The barrier between the private and the public must fall, if we do not want ourselves to lock ourselves into a continental, national or urban enclave made out of privileges. The cultural city is a child of democracy. We can begin, the intelligent tools, which we invent and construct, to share with ourselves. We can educate the engineers in ourselves how to make cultural use of our inventions. We can learn how to be ourselves and how to confront ourselves with ourselves. We have the time, in order to play and to communicate ourselves. The cultural city is no place for violence, noise, silence. It is a futuristic factory in which articulation is created day and night. It creates intelligence and a language, which orientates itself more based on mutual respect and recognition than on power. In this factory creativity means res publica, the public intention, and not the prominence for only a few.

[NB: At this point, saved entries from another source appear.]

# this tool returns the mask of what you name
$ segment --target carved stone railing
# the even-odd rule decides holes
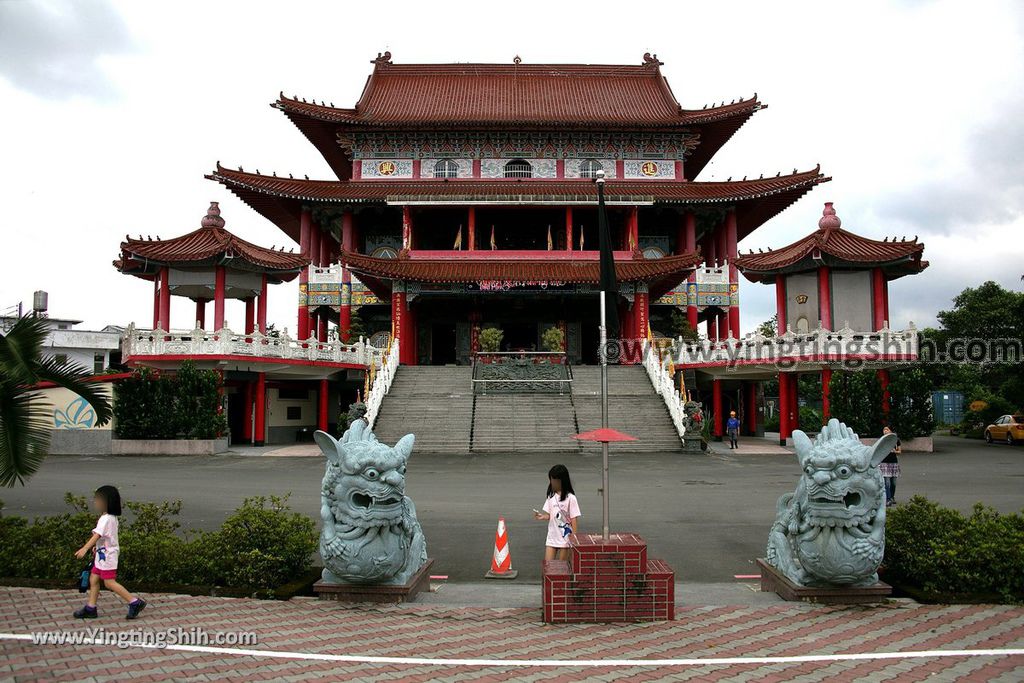
[[[481,351],[473,354],[473,393],[567,393],[572,367],[565,353]]]
[[[721,266],[700,266],[693,271],[694,279],[698,285],[727,285],[729,284],[729,263]]]
[[[341,282],[341,264],[329,266],[309,266],[309,282],[311,284],[338,284]]]
[[[125,360],[133,356],[251,356],[280,359],[379,365],[382,353],[360,339],[354,344],[339,340],[321,342],[315,338],[292,339],[287,330],[280,336],[259,332],[238,334],[220,330],[140,330],[129,325],[124,332]]]
[[[712,342],[686,342],[682,337],[673,344],[672,361],[677,366],[730,364],[792,364],[900,362],[917,358],[918,338],[914,323],[905,330],[888,326],[876,332],[860,332],[844,325],[838,330],[819,327],[809,332],[766,337],[760,332],[743,339]]]
[[[643,351],[643,364],[647,376],[654,386],[654,391],[665,401],[668,414],[672,417],[672,426],[682,439],[686,435],[686,412],[683,410],[685,397],[676,390],[673,378],[675,373],[669,369],[672,367],[672,360],[667,352],[662,354],[650,339],[644,340]]]
[[[398,370],[398,340],[394,339],[391,346],[381,356],[383,361],[375,367],[373,372],[373,383],[370,390],[366,392],[366,422],[373,428],[380,413],[380,404],[384,397],[391,390],[391,383],[395,379],[395,372]]]

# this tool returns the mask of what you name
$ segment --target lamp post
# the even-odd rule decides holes
[[[607,318],[607,302],[606,302],[606,290],[605,285],[607,283],[605,277],[605,268],[608,264],[605,262],[605,252],[608,251],[609,255],[612,256],[612,278],[615,277],[615,260],[614,255],[611,252],[611,235],[608,229],[608,218],[605,214],[604,208],[604,170],[599,169],[596,173],[595,182],[597,183],[597,220],[599,227],[599,241],[601,247],[601,320],[600,326],[598,327],[598,356],[601,361],[601,428],[608,428],[608,327],[606,325]],[[608,540],[611,536],[608,527],[608,442],[601,442],[601,533],[604,540]]]

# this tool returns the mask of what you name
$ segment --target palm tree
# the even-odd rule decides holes
[[[0,334],[0,485],[8,488],[39,469],[50,448],[51,420],[35,387],[53,382],[75,392],[96,411],[97,426],[110,421],[110,401],[85,379],[77,365],[43,358],[48,327],[44,318],[20,318]]]

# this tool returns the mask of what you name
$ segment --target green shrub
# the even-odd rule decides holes
[[[886,521],[887,581],[947,600],[999,596],[1024,601],[1024,515],[982,504],[970,516],[922,496],[893,508]]]
[[[935,431],[932,382],[921,368],[892,373],[889,382],[889,426],[902,439],[931,436]]]
[[[808,432],[817,432],[821,429],[821,413],[810,406],[800,406],[800,429]]]
[[[176,374],[142,368],[114,385],[114,426],[121,439],[213,439],[227,429],[223,380],[192,361]]]
[[[544,334],[541,335],[540,342],[545,351],[557,353],[565,350],[565,335],[562,334],[562,330],[557,327],[549,327],[544,330]]]
[[[501,350],[501,340],[505,333],[497,327],[485,327],[480,330],[480,350],[487,353],[494,353]]]
[[[833,372],[829,413],[860,436],[882,433],[882,385],[871,371]]]
[[[0,575],[72,581],[87,561],[74,552],[96,515],[67,494],[72,512],[31,522],[0,517]],[[273,588],[304,576],[316,550],[316,525],[292,512],[287,496],[248,498],[218,531],[178,533],[181,501],[128,502],[121,518],[118,578],[146,585]]]

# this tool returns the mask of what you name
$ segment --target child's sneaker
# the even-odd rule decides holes
[[[95,619],[99,615],[99,610],[91,605],[82,605],[75,610],[75,619]]]
[[[139,616],[139,612],[145,609],[145,607],[145,600],[143,600],[142,598],[135,598],[134,600],[128,603],[128,618],[134,619],[135,617]]]

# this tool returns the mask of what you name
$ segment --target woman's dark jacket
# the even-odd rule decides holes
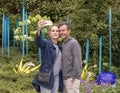
[[[39,48],[41,48],[42,64],[41,64],[40,70],[41,71],[52,70],[49,84],[40,84],[37,82],[36,76],[34,77],[32,84],[33,84],[34,88],[36,89],[36,91],[40,92],[40,86],[43,86],[48,89],[53,88],[53,84],[54,84],[53,64],[56,59],[56,48],[54,47],[54,45],[50,39],[44,40],[44,39],[42,39],[41,36],[38,36],[38,35],[36,35],[35,43]],[[62,91],[63,90],[63,81],[61,81],[62,73],[60,73],[59,76],[60,76],[60,80],[59,80],[59,88],[60,89],[59,90]]]

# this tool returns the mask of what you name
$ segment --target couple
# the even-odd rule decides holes
[[[49,84],[37,83],[36,77],[32,84],[38,93],[58,93],[58,91],[79,93],[82,72],[81,48],[77,40],[70,36],[70,24],[61,22],[52,25],[48,31],[50,39],[44,40],[41,37],[41,28],[45,24],[45,21],[38,22],[35,42],[41,48],[40,70],[52,68],[53,70]],[[58,42],[59,37],[63,39],[62,47]]]

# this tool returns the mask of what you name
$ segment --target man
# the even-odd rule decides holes
[[[58,24],[62,45],[62,72],[64,93],[79,93],[80,75],[82,72],[81,47],[76,39],[70,36],[69,23]]]

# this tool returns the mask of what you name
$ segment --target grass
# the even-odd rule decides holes
[[[20,75],[12,68],[12,63],[0,63],[0,93],[35,93],[31,82],[36,72]]]
[[[15,74],[13,71],[21,58],[21,52],[14,48],[11,48],[10,58],[7,56],[7,50],[4,50],[3,55],[0,50],[0,93],[36,93],[31,82],[37,71],[27,75]],[[29,61],[39,64],[36,54],[24,57],[24,62]]]
[[[13,68],[19,64],[22,53],[20,50],[11,47],[10,58],[7,57],[7,50],[4,55],[0,48],[0,93],[36,93],[31,82],[37,71],[27,75],[14,74]],[[38,55],[29,53],[24,57],[24,62],[32,61],[39,64]],[[81,93],[120,93],[120,79],[117,79],[116,86],[98,86],[94,84],[81,84]],[[88,91],[90,90],[90,91]]]

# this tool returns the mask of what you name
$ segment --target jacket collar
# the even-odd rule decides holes
[[[69,38],[64,42],[64,44],[67,43],[67,42],[69,42],[71,39],[72,39],[72,37],[69,37]]]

Therefore the cultural can step out of the hidden private sphere of creativity – out of this ‘theater of secrecy’ (or the ‘tyranny of intimacy’, as Richart Sennett expressed it) of the postindustrial society. In the cultural city it is a matter of asking where do lie the priorities, where to collect the forces and in which direction flows the money. The decision has been made: priority has the public debate about controversial topics and as dispute, about memory and as memory, about information and as information. There must and it can be a public debate, which generates intelligence and originality and a consciousness for shared responsibility than fore mostly for separated privileges. Therefore the cultural city is a challenge not only for the city of today, but above all for the present culture.